Wenn man die Aprilausgabe einer Zeitschrift liest, muss man immer gegenwärtig sein, einem Aprilscherz aufzusitzen. Im Fall des Artikels „Datenspeicher für die Ewigkeit“ in „Spektrum der Wissenschaft“ 4/2013 war ich mir aber sicher, dass er kein Scherz ist. Sucht man im Netz nach „DNA als Speicher“, wird man mit einer ganzen Reihe von Artikeln überschwemmt, die alle über ähnliche Experimente berichten.

Schon lange ist ja bekannt, dass DNA in Lebewesen zur Kodierung des Aufbaus von Proteinen dient. In der Wikipedia kann man zum Aufbau der DNA u.a. lesen:

Die Desoxyribonukleinsäure ist ein langes Kettenmolekül (Polymer) aus vielen Bausteinen, die man Desoxyribonukleotide oder kurz Nukleotide nennt. Jedes Nukleotid hat drei Bestandteile: Phosphorsäure bzw. Phosphat, den Zucker Desoxyribose sowie eine heterozyklische Nukleobase oder kurz Base. Die Desoxyribose- und Phosphorsäure-Untereinheiten sind bei jedem Nukleotid gleich. Sie bilden das Rückgrat des Moleküls. Einheiten aus Base und Zucker (ohne Phosphat) werden als Nukleoside bezeichnet.

Bei der Base kann es sich um ein Purin, nämlich Adenin (A) oder Guanin (G), oder um ein Pyrimidin, nämlich Thymin (T) oder Cytosin (C), handeln. Da sich die vier verschiedenen Nukleotide nur durch ihre Base unterscheiden, werden die Abkürzungen A, G, T und C auch für die entsprechenden Nukleotide verwendet.

Die allbekannte Doppelhelix der DNA entsteht, weil sich jeweils zwei gegenüberliegende Nukleotide eines der beiden Doppelhelix-Einzelstränge miteinander verbinden:

Es paaren sich immer Adenin und Thymin, die dabei zwei Wasserstoffbrücken ausbilden, oder Cytosin mit Guanin, die über drei Wasserstoffbrücken miteinander verbunden sind.

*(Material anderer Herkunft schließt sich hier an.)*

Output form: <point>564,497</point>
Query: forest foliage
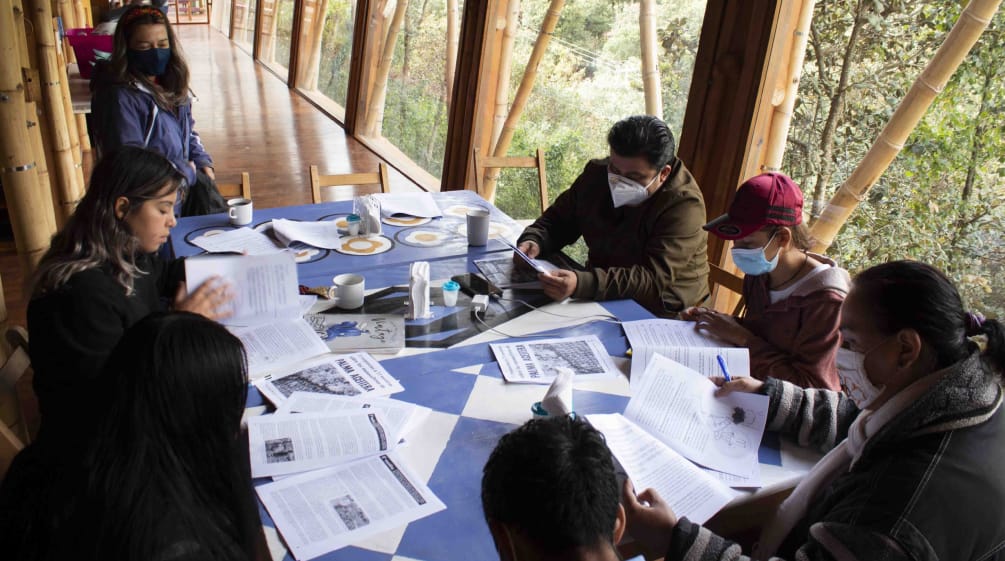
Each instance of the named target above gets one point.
<point>942,201</point>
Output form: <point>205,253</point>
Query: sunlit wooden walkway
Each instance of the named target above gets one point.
<point>249,121</point>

Die Kodierung der 20 (uns bekannten und in Proteinen genutzten) Aminosäuren erfolgt jeweils über ein Triplett solcher Paarungen (Codons). Da es mit vier verschiedenen Paaren 43 Kombinationsmöglichkeiten gibt, sind einerseits einige Aminosäuren doppelt kodiert, anderseits gibt es Kombinationen, die keiner Aminosäure entsprechen und z.T. andere Funktionen erfüllen, z.B. können sie den Anfang und das Ende eines Abschnitts (eines Gens) markieren, das ein Protein kodiert.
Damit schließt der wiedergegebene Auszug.